Getting started with moffragmentor#

Installation#

We recommend installing moffragmentor in a clean virtual environment (e.g., a conda environment)

You can install the latest stable release from PyPi using

pip install moffragmentor

or the latest development version using

pip install git+https://github.com/kjappelbaum/moffragmentor.git

Note

If you install via pip you will need to manually install openbabel (e.g. conda install openbabel -c conda-forge).

If you want to determine RCSR codes, you will also need to install a Java runtime environment (JRE) of version 1.5.0 or later on your machine as we use the Systre (Symmetry, Structure (Recognition) and Refinement) code to perform analysis of the labeled quotient graphs we construct in moffragmentor.

Extensions#

In case you want to use the show_molecule(), or show_structure() function in Jupyter lab you have to

jupyter-labextension install @jupyter-widgets/jupyterlab-manager
jupyter-labextension install nglview-js-widgets
jupyter-nbextension enable nglview --py --sys-prefix

You also might find the debugging help in the nglview documentation useful.

Fragmenting a MOF#

To fragment a MOF you need to create an instance of MOF and then call fragment().

from moffragmentor import MOF

mof = MOF.from_cif(<my_cif.cif>)
fragmentation_result = mof.fragment()

The result is a FragmentationResult namedtuple with the fields nodes, linkers, both subclasses of a moffragmentor.sbu.SBUCollection and bound_solvent, unbound_solvent, both moffragmentor.molecule.NonSbuMoleculeCollection, and a moffragmentor.net.Net.

Warning

If you use the MOF.from_cif method, we will run pymatgen.analysis.spacegroup.SpacegroupAnalyzer on the input structure. This might take some time, and we also have encountered cases where it can be really slow. If you do not want this, you can either “manually” call the constructor or tune the tolerance parameters.

Warning

Note that moffragmentor currently does not automatically delete bound solvent. This is due to two observations:

  1. We have very little understanding of what solvent we can remove without affecting the structural integrity.

  2. We (currently) do not have a way to estimate if a solvent is charged. We explore different implementation strategies, but we do not have a robust one at this moment.

You might want a quick overview of the composition of the different components. You can access this via the composition properties

solvent_collection.composition

which will return a dictionary of the counts of the compositions, for example {'C3 H7 N1 O1': 3, 'H2 O1': 4}.

Clearly, we do not consider floating solvent for the computation of the net.

Known issues

For some structures in the CSD MOF subset, there will be problems with the fragmentation. One example is CAYSIE, which is a metalloporphyrinate. Here, the code struggles to distinguish nodes and linkers as a core routine of the moffragmentor is to check if a metal atom is inside another, potential linker, molecule.

RSM2943

Fig. 1 Example of a metalloporphyrinate for which the fragmentor fails.#

Also note that there are problems with analyzing the combinatorial topology of 1D rod MOFs. There only recently has been an algorithm proposed that is implemented in ToposPro.

Customizing the log level

moffragmentor uses the loguru for logging. By default, logging from moffragmentor is disabled to not interfere with your logs.

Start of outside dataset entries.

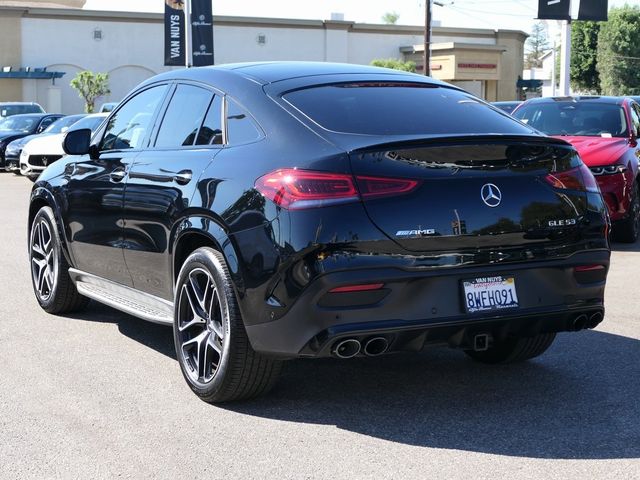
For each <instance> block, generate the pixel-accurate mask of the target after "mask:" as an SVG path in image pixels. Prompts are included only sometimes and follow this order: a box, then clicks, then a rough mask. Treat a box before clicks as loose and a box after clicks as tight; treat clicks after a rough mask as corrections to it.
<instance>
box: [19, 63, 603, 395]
mask: <svg viewBox="0 0 640 480" xmlns="http://www.w3.org/2000/svg"><path fill="white" fill-rule="evenodd" d="M64 148H65V151H66V152H67V154H68V156H67V157H65V158H63V159H62V160H60V161H58V162H56V163H54V164H53V165H51V166H50V167H48V168H47V169H46V170H45V172H44V173H43V174H42V175H41V176H40V179H39V180H38V182H37V183H36V184H35V186H34V189H33V192H32V196H31V207H30V212H29V254H30V268H31V273H32V278H33V286H34V291H35V294H36V297H37V299H38V301H39V303H40V305H41V306H42V308H44V309H45V310H46V311H47V312H50V313H58V314H59V313H65V312H70V311H72V310H77V309H79V308H81V307H84V306H85V305H86V304H87V301H88V299H94V300H97V301H98V302H102V303H105V304H107V305H110V306H112V307H115V308H117V309H120V310H122V311H125V312H127V313H130V314H132V315H135V316H138V317H140V318H143V319H146V320H150V321H153V322H159V323H165V324H168V325H172V326H173V331H174V339H175V347H176V354H177V358H178V361H179V363H180V367H181V369H182V372H183V374H184V377H185V379H186V381H187V382H188V384H189V386H190V387H191V388H192V390H193V391H194V392H195V393H196V394H197V395H198V396H200V397H201V398H202V399H203V400H206V401H209V402H224V401H230V400H237V399H242V398H248V397H251V396H255V395H257V394H260V393H263V392H265V391H266V390H268V389H269V388H270V387H271V386H272V385H273V383H274V381H275V379H276V376H277V374H278V372H279V369H280V366H281V363H282V360H284V359H290V358H296V357H314V358H318V357H328V356H335V357H339V358H349V357H354V356H357V355H368V356H373V355H381V354H385V353H390V352H398V351H419V350H421V349H423V348H425V347H428V346H435V345H439V346H442V345H448V346H450V347H454V348H459V349H461V350H463V351H464V352H466V353H467V354H468V355H469V356H471V357H473V358H474V359H476V360H478V361H481V362H485V363H504V362H513V361H519V360H526V359H529V358H533V357H535V356H537V355H540V354H541V353H542V352H544V351H545V350H546V349H547V348H548V347H549V346H550V345H551V343H552V342H553V340H554V337H555V335H556V333H557V332H561V331H572V330H580V329H584V328H593V327H595V326H596V325H597V324H598V323H600V322H601V321H602V318H603V314H604V306H603V295H604V287H605V281H606V275H607V271H608V268H609V255H610V251H609V243H608V229H609V220H608V217H607V211H606V207H605V205H604V203H603V200H602V197H601V195H600V193H599V191H598V187H597V184H596V182H595V181H594V177H593V176H592V174H591V173H590V171H589V169H588V168H586V167H585V166H584V164H583V163H582V161H581V160H580V158H579V156H578V154H577V153H576V151H575V150H574V149H573V148H572V147H571V146H570V145H569V144H567V143H565V142H563V141H562V140H558V139H552V138H548V137H545V136H542V135H541V134H540V133H539V132H537V131H535V130H533V129H531V128H530V127H528V126H526V125H524V124H522V123H519V122H518V121H516V120H514V119H512V118H511V117H509V116H508V115H506V114H504V113H502V112H500V111H499V110H498V109H496V108H494V107H491V106H490V105H488V104H486V103H484V102H482V101H480V100H478V99H477V98H475V97H473V96H471V95H469V94H468V93H466V92H464V91H462V90H460V89H458V88H456V87H453V86H451V85H447V84H445V83H441V82H438V81H436V80H433V79H430V78H428V77H423V76H418V75H413V74H408V73H405V72H397V71H392V70H386V69H378V68H373V67H364V66H356V65H337V64H327V63H284V62H280V63H257V64H236V65H226V66H219V67H212V68H199V69H190V70H183V71H175V72H170V73H165V74H161V75H159V76H156V77H154V78H152V79H150V80H148V81H146V82H144V83H143V84H141V85H140V86H139V87H137V88H136V89H135V90H134V91H133V92H132V93H131V94H130V95H129V96H128V97H127V98H126V99H125V100H124V101H123V102H122V103H120V104H119V106H118V107H117V108H116V109H115V110H114V112H112V113H111V115H110V117H109V118H108V119H107V120H106V121H105V122H104V123H103V125H102V127H101V128H100V129H98V131H97V132H96V133H95V134H94V135H93V136H92V135H91V132H90V131H89V130H77V131H74V132H71V133H68V134H67V136H66V138H65V140H64Z"/></svg>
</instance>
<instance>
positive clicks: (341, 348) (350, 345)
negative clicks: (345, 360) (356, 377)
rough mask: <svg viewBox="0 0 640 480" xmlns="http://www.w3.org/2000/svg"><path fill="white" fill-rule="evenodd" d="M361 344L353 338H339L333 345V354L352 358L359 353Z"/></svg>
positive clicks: (338, 357) (354, 356)
mask: <svg viewBox="0 0 640 480" xmlns="http://www.w3.org/2000/svg"><path fill="white" fill-rule="evenodd" d="M361 348H362V346H361V345H360V342H359V341H358V340H356V339H355V338H347V339H346V340H340V341H339V342H337V343H336V344H335V345H334V346H333V354H334V355H335V356H336V357H338V358H342V359H346V358H353V357H355V356H356V355H358V354H359V353H360V349H361Z"/></svg>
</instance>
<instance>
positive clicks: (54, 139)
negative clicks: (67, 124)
mask: <svg viewBox="0 0 640 480" xmlns="http://www.w3.org/2000/svg"><path fill="white" fill-rule="evenodd" d="M107 115H108V114H106V113H94V114H92V115H87V116H86V117H84V118H83V119H82V120H79V121H78V122H76V123H74V124H73V125H72V126H71V127H70V128H69V130H68V131H70V130H79V129H81V128H88V129H90V130H91V131H93V132H94V131H96V129H97V128H98V127H99V126H100V124H101V123H102V121H103V120H104V119H105V118H107ZM64 136H65V133H59V134H56V135H47V136H46V137H36V138H34V139H33V140H31V141H29V143H27V144H26V145H25V146H24V147H23V148H22V153H21V154H20V173H21V174H22V175H24V176H26V177H29V178H31V179H34V180H35V178H37V177H38V175H40V172H42V171H43V170H44V169H45V168H47V167H48V166H49V165H51V164H52V163H53V162H55V161H56V160H59V159H60V158H62V157H63V156H64V150H63V149H62V141H63V140H64Z"/></svg>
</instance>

However, you can easily customize the logging:

import sys
from loguru import logger

# enable moffragmentor logging
logger.enable("moffragmentor")

# define the logging level
LEVEL = "INFO || DEBUG || WARNING || etc."

# set the handler
# for logging to stdout
logger.add(sys.stdout, level=LEVEL)
# or for logging to a file
logger.add("my_log_file.log", level=LEVEL, enqueue=True)

In many cases, however, you might find it convenient to simply call enable_logging()

from moffragmentor.utils import enable_logging

enable_logging()

which will enable logging with sane defaults (i.e. logging to stderr for INFO and WARNING levels).